Brazil's President Dilma Rousseff rejected calls for her resignation on Friday amidst a political storm deepened by a massive corruption scandal. Instead she blamed her opponents for causing a crisis that has damaged the Brazilian economy.
"No one has the right to ask for the resignation of a legitimately elected president," Rousseff told reporters, indicating she has no intention of quitting despite Brazil's worst economic recession in 25 years.
The leftist leader, who was narrowly re-elected in 2014, said her opponents had damaged the Brazilian economy, which shrank 3.8 percent last year. Rousseff said Finance Minister Nelson Barbosa's position in her cabinet was secure.

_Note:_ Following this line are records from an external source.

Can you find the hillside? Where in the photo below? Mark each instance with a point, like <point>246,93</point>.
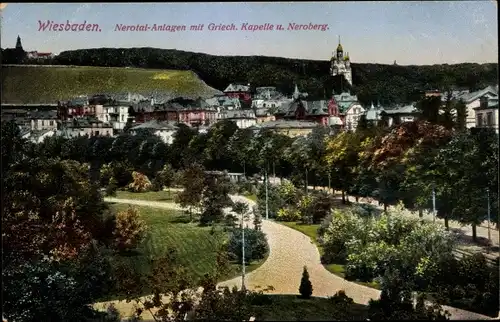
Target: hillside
<point>389,84</point>
<point>47,84</point>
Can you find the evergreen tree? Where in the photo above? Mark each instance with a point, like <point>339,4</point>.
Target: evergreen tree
<point>305,288</point>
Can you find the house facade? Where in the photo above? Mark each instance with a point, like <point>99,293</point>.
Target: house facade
<point>288,128</point>
<point>352,114</point>
<point>241,92</point>
<point>162,129</point>
<point>264,115</point>
<point>90,126</point>
<point>43,120</point>
<point>242,118</point>
<point>473,101</point>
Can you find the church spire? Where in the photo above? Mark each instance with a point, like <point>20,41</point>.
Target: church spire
<point>18,43</point>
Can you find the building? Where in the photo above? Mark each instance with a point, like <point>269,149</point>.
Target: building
<point>165,130</point>
<point>401,114</point>
<point>242,118</point>
<point>487,114</point>
<point>43,120</point>
<point>288,128</point>
<point>352,114</point>
<point>340,64</point>
<point>82,126</point>
<point>241,92</point>
<point>342,104</point>
<point>224,102</point>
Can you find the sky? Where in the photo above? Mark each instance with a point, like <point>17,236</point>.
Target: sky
<point>410,33</point>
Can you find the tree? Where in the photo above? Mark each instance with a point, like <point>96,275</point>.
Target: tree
<point>305,288</point>
<point>239,147</point>
<point>130,230</point>
<point>140,182</point>
<point>215,199</point>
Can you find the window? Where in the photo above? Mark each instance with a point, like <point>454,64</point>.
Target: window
<point>489,118</point>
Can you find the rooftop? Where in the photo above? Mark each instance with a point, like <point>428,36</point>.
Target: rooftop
<point>156,125</point>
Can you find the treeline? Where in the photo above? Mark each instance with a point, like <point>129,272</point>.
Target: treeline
<point>388,84</point>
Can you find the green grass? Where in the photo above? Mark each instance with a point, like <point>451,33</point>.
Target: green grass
<point>196,246</point>
<point>162,196</point>
<point>38,84</point>
<point>251,196</point>
<point>291,308</point>
<point>312,232</point>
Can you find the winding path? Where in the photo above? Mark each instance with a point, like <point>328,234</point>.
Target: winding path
<point>290,251</point>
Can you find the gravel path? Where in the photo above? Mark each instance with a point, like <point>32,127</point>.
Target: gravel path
<point>289,252</point>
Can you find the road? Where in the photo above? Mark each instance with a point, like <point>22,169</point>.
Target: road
<point>289,252</point>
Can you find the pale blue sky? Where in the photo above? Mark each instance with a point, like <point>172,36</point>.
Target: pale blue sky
<point>372,32</point>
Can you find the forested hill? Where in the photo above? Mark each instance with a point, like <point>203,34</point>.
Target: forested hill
<point>389,84</point>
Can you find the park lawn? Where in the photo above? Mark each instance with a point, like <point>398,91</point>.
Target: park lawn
<point>196,246</point>
<point>46,84</point>
<point>162,196</point>
<point>312,232</point>
<point>291,308</point>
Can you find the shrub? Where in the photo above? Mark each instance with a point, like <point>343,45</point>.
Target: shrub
<point>288,214</point>
<point>275,202</point>
<point>130,230</point>
<point>305,288</point>
<point>287,192</point>
<point>321,206</point>
<point>256,246</point>
<point>140,183</point>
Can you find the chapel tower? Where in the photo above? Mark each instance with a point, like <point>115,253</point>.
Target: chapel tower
<point>341,64</point>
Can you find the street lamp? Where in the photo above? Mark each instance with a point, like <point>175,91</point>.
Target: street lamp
<point>267,197</point>
<point>242,253</point>
<point>489,218</point>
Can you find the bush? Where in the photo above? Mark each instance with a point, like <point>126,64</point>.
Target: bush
<point>275,202</point>
<point>130,230</point>
<point>256,246</point>
<point>288,214</point>
<point>287,192</point>
<point>140,183</point>
<point>112,187</point>
<point>305,288</point>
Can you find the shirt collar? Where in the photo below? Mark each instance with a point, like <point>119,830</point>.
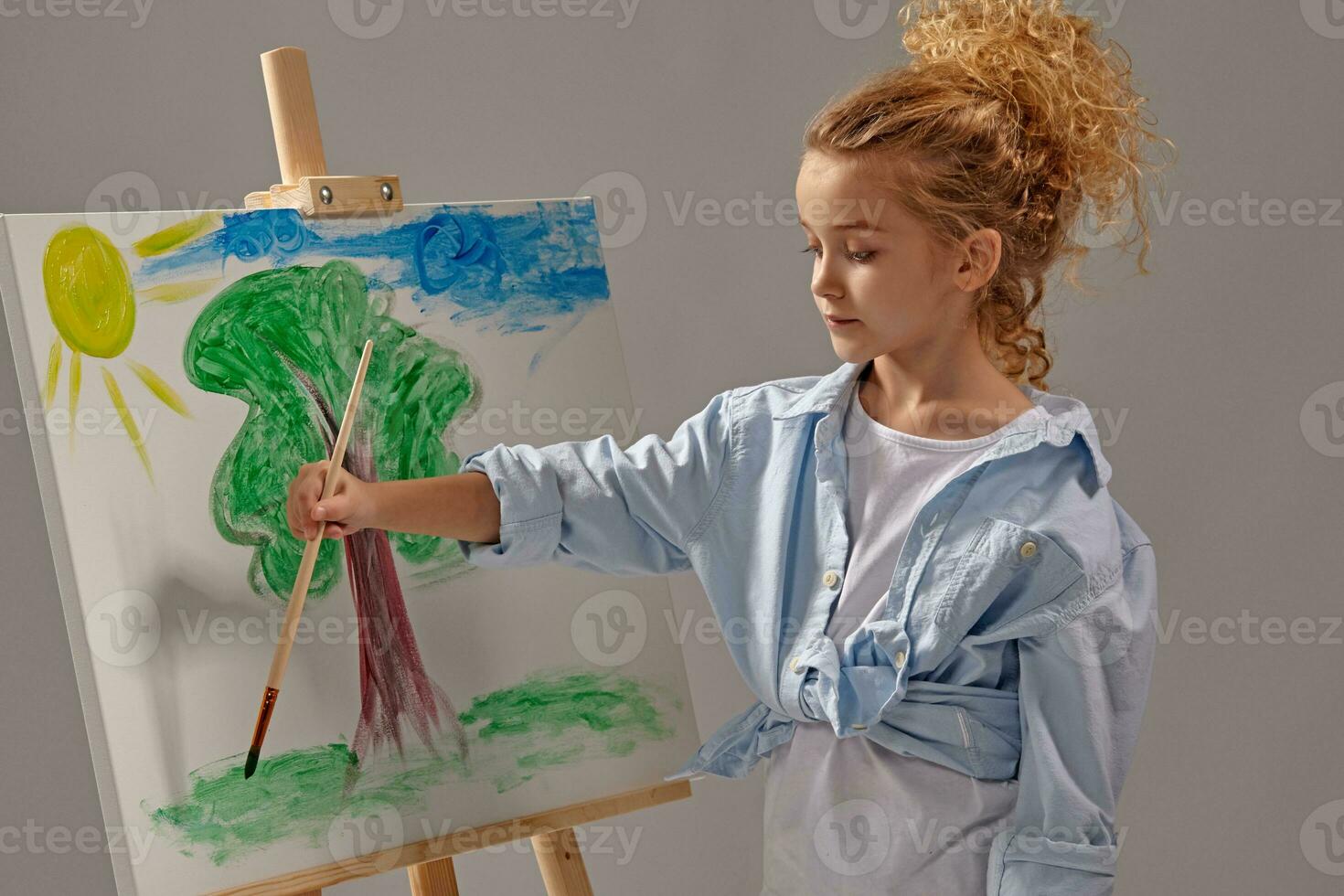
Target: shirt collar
<point>1064,415</point>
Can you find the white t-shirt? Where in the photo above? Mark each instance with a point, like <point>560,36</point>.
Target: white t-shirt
<point>848,816</point>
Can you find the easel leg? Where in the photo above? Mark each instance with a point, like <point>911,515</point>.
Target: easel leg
<point>433,879</point>
<point>562,864</point>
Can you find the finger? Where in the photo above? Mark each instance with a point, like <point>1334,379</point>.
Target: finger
<point>336,507</point>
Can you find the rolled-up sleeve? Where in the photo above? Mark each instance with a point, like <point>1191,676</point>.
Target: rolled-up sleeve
<point>1083,690</point>
<point>594,506</point>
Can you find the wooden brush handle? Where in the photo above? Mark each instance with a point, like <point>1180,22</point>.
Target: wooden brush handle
<point>309,560</point>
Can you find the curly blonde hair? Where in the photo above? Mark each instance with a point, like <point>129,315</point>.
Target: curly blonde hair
<point>1011,116</point>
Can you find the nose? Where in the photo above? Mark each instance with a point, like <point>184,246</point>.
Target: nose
<point>826,283</point>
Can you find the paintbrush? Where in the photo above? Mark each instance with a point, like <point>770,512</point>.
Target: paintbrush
<point>305,571</point>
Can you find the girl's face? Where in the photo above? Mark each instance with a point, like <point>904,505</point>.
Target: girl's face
<point>878,278</point>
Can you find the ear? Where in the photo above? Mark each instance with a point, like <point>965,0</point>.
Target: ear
<point>981,252</point>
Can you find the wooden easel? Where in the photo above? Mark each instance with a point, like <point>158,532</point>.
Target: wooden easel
<point>308,188</point>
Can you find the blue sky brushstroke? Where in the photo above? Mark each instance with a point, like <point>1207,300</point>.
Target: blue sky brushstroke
<point>515,272</point>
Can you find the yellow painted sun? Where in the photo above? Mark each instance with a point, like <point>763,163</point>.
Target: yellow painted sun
<point>93,306</point>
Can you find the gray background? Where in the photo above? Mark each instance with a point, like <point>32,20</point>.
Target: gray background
<point>1203,377</point>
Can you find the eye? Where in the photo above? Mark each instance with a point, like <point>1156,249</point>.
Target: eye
<point>859,258</point>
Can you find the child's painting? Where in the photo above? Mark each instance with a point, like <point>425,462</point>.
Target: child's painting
<point>176,369</point>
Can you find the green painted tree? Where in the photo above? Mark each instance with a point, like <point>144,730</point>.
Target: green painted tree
<point>286,343</point>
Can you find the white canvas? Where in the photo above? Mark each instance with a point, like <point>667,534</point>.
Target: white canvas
<point>171,641</point>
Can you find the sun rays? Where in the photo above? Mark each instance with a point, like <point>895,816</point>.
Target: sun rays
<point>93,306</point>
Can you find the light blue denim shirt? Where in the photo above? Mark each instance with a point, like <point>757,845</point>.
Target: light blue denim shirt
<point>1019,627</point>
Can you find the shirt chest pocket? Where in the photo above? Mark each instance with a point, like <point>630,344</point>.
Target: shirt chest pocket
<point>1006,571</point>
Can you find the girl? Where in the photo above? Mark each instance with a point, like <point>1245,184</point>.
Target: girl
<point>949,621</point>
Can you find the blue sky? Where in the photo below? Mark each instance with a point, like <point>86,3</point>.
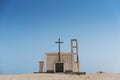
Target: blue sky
<point>29,28</point>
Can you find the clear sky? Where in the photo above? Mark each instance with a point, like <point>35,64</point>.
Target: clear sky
<point>29,28</point>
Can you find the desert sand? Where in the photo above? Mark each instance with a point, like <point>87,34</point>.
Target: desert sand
<point>61,76</point>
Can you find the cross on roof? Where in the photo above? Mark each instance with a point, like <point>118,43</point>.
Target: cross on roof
<point>59,42</point>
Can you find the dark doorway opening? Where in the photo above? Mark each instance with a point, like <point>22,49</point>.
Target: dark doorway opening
<point>59,67</point>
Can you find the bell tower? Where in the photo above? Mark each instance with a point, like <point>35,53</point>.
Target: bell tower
<point>74,50</point>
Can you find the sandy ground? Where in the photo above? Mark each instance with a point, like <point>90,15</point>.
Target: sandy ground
<point>61,76</point>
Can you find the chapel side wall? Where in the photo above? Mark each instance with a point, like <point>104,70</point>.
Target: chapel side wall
<point>51,61</point>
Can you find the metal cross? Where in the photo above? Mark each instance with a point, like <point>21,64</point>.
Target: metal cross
<point>59,42</point>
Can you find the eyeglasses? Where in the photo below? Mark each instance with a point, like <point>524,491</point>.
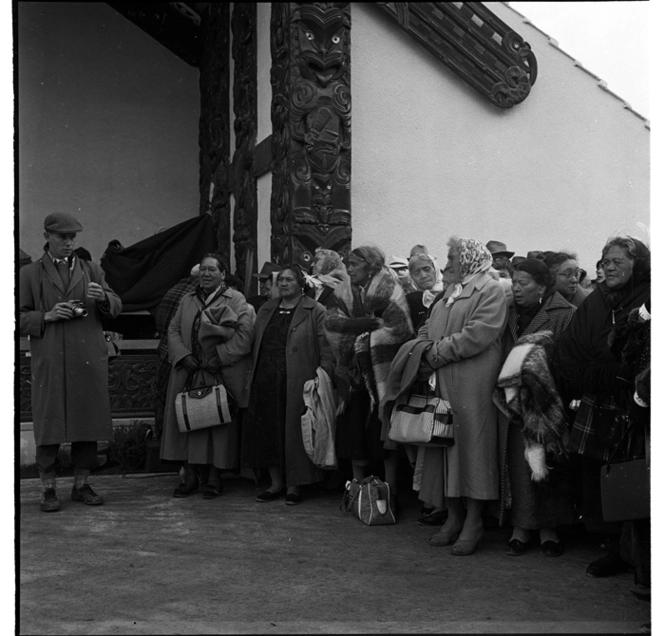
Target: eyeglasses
<point>570,273</point>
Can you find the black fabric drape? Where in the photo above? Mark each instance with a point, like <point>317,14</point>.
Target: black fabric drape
<point>142,273</point>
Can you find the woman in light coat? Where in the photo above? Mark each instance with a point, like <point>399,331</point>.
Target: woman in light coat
<point>466,326</point>
<point>209,338</point>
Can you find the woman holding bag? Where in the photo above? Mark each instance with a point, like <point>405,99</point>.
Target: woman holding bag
<point>289,346</point>
<point>209,339</point>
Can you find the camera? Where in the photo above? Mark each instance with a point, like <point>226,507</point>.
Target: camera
<point>78,308</point>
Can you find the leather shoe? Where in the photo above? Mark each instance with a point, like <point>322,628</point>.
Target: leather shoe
<point>515,547</point>
<point>268,496</point>
<point>184,490</point>
<point>607,566</point>
<point>86,495</point>
<point>432,519</point>
<point>466,547</point>
<point>552,548</point>
<point>212,491</point>
<point>50,501</point>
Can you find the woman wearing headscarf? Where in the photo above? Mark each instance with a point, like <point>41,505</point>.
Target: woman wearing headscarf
<point>532,421</point>
<point>466,326</point>
<point>588,371</point>
<point>365,326</point>
<point>320,285</point>
<point>209,339</point>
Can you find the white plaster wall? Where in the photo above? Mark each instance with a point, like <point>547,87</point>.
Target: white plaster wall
<point>264,227</point>
<point>432,158</point>
<point>264,63</point>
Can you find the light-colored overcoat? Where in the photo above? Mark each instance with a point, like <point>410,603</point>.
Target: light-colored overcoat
<point>466,357</point>
<point>217,445</point>
<point>306,349</point>
<point>69,358</point>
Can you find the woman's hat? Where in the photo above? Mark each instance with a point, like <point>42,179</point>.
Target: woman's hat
<point>267,270</point>
<point>498,249</point>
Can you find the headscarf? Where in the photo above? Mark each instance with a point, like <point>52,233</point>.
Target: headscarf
<point>331,262</point>
<point>428,295</point>
<point>474,258</point>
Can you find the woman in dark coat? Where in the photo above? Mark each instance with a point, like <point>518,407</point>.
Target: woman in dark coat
<point>536,504</point>
<point>588,371</point>
<point>209,338</point>
<point>289,346</point>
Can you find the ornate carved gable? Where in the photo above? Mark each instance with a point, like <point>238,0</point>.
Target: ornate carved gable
<point>472,41</point>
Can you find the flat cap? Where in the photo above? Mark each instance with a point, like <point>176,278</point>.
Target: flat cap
<point>62,222</point>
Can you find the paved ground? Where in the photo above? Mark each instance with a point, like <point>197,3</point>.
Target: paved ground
<point>146,563</point>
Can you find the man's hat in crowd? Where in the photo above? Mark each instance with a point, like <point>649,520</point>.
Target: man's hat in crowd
<point>498,249</point>
<point>62,222</point>
<point>267,270</point>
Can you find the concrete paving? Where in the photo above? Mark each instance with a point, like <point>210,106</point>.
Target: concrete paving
<point>147,563</point>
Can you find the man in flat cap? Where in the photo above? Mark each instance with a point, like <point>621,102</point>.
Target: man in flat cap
<point>62,301</point>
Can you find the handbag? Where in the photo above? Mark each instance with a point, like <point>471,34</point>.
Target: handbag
<point>370,500</point>
<point>625,487</point>
<point>203,407</point>
<point>422,419</point>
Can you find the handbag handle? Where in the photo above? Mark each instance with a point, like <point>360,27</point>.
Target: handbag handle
<point>627,432</point>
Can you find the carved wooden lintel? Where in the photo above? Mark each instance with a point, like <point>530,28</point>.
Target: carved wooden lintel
<point>472,41</point>
<point>243,25</point>
<point>311,143</point>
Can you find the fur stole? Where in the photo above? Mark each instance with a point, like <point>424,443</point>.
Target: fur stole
<point>526,393</point>
<point>354,349</point>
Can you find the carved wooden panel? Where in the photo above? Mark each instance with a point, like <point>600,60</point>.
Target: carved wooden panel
<point>471,40</point>
<point>311,139</point>
<point>130,386</point>
<point>214,133</point>
<point>243,26</point>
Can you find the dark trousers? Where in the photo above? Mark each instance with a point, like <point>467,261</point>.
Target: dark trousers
<point>83,455</point>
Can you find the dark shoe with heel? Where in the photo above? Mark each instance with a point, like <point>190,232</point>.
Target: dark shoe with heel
<point>268,496</point>
<point>552,548</point>
<point>184,490</point>
<point>50,501</point>
<point>466,547</point>
<point>86,495</point>
<point>515,547</point>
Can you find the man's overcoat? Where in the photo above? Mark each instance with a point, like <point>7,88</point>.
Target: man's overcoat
<point>69,358</point>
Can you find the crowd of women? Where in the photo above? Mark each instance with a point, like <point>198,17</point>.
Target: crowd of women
<point>546,382</point>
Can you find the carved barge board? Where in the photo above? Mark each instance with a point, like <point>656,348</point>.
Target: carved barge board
<point>472,41</point>
<point>243,25</point>
<point>214,128</point>
<point>311,142</point>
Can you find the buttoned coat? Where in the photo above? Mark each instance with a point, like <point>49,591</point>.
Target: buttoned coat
<point>217,445</point>
<point>306,349</point>
<point>466,356</point>
<point>69,358</point>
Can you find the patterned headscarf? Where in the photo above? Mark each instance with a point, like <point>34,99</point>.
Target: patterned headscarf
<point>474,258</point>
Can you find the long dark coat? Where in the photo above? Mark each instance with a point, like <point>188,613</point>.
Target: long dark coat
<point>306,349</point>
<point>69,364</point>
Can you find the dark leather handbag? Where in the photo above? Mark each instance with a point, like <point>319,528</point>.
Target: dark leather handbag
<point>203,406</point>
<point>625,487</point>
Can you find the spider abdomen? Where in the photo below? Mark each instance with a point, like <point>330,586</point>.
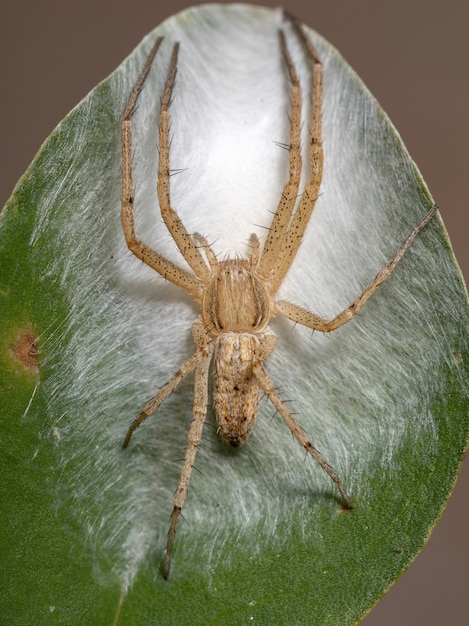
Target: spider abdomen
<point>236,390</point>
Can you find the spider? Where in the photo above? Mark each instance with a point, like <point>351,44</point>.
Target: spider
<point>237,296</point>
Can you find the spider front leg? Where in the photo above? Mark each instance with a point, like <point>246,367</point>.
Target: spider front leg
<point>286,232</point>
<point>302,316</point>
<point>153,259</point>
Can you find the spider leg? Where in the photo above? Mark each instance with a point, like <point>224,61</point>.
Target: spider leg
<point>186,244</point>
<point>276,235</point>
<point>153,405</point>
<point>163,266</point>
<point>311,320</point>
<point>297,431</point>
<point>195,434</point>
<point>293,238</point>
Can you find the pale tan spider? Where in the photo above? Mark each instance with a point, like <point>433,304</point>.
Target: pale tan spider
<point>237,296</point>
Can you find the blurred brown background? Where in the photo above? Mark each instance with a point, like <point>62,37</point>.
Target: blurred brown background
<point>412,54</point>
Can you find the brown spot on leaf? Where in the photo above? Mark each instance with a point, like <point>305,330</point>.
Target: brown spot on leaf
<point>24,351</point>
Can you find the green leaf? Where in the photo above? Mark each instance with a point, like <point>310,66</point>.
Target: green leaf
<point>384,398</point>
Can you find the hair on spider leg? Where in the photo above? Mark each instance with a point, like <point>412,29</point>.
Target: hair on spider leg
<point>177,170</point>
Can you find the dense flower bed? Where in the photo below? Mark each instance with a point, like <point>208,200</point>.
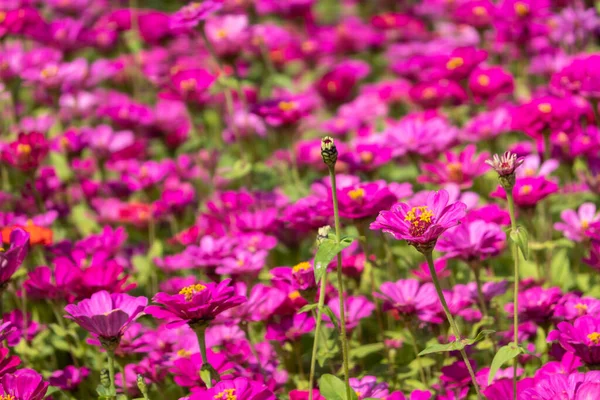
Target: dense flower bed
<point>300,199</point>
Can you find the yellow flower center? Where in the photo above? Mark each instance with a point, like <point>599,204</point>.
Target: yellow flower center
<point>227,394</point>
<point>23,149</point>
<point>545,108</point>
<point>429,93</point>
<point>483,80</point>
<point>188,85</point>
<point>303,266</point>
<point>585,224</point>
<point>526,189</point>
<point>454,63</point>
<point>286,105</point>
<point>581,308</point>
<point>594,337</point>
<point>357,194</point>
<point>49,72</point>
<point>420,219</point>
<point>190,291</point>
<point>294,295</point>
<point>479,11</point>
<point>366,157</point>
<point>184,353</point>
<point>521,9</point>
<point>455,171</point>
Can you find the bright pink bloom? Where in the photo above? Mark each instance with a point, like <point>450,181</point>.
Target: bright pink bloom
<point>575,224</point>
<point>461,168</point>
<point>421,225</point>
<point>195,303</point>
<point>107,315</point>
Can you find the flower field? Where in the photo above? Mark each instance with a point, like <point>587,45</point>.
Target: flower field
<point>300,199</point>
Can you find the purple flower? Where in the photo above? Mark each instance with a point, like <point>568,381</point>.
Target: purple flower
<point>69,378</point>
<point>25,384</point>
<point>12,258</point>
<point>200,302</point>
<point>421,225</point>
<point>473,241</point>
<point>368,387</point>
<point>459,168</point>
<point>107,315</point>
<point>238,388</point>
<point>408,298</point>
<point>575,224</point>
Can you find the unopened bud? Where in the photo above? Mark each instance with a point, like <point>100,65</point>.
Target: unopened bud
<point>328,151</point>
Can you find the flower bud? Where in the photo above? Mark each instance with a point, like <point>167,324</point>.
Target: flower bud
<point>328,151</point>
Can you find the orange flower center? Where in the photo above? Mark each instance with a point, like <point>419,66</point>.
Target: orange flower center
<point>357,194</point>
<point>303,266</point>
<point>227,394</point>
<point>190,291</point>
<point>594,337</point>
<point>454,63</point>
<point>420,219</point>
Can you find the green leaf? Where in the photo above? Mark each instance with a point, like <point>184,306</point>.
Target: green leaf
<point>520,238</point>
<point>307,308</point>
<point>440,348</point>
<point>327,250</point>
<point>331,316</point>
<point>365,350</point>
<point>333,388</point>
<point>504,354</point>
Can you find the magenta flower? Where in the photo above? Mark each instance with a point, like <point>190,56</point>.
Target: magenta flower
<point>529,191</point>
<point>12,258</point>
<point>238,388</point>
<point>459,168</point>
<point>200,302</point>
<point>25,384</point>
<point>575,224</point>
<point>582,337</point>
<point>471,241</point>
<point>193,13</point>
<point>107,315</point>
<point>421,225</point>
<point>27,152</point>
<point>367,387</point>
<point>409,299</point>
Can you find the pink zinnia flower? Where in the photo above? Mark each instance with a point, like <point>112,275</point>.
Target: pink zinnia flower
<point>25,384</point>
<point>200,302</point>
<point>460,168</point>
<point>107,315</point>
<point>421,225</point>
<point>575,224</point>
<point>238,388</point>
<point>473,241</point>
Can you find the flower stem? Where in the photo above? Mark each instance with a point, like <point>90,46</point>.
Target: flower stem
<point>343,337</point>
<point>313,358</point>
<point>429,257</point>
<point>111,371</point>
<point>515,252</point>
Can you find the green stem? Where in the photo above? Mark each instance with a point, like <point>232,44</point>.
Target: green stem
<point>111,371</point>
<point>515,252</point>
<point>343,337</point>
<point>416,349</point>
<point>429,257</point>
<point>313,358</point>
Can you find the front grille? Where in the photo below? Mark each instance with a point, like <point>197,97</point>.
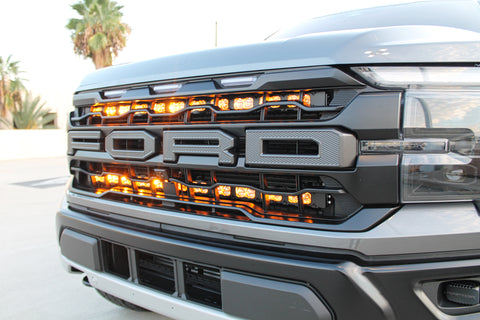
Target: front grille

Opposition parties are seeking to unseat Rousseff by impeachment in Congress or annulment of her re-election over a kickback scandal involving energy company Petrobras.
Charges of money laundering brought against her mentor and predecessor former president Luiz Inacio Lula da Silva have deepened the crisis this week.
Rousseff said an arrest warrant requested by Sao Paulo state prosecutors for Lula on Thursday had absolutely no legal basis. She declined to confirm press reports that Lula would be offered a post in her cabinet as a way to give him some immunity from the corruption investigation, but she said she would be proud to have him in her government.
The widening corruption probe surrounding state-run oil company Petrobras has turned key lawmakers from Brazil's largest party against Rousseff, threatening to split her coalition and increasing chances of her impeachment in Congress this year.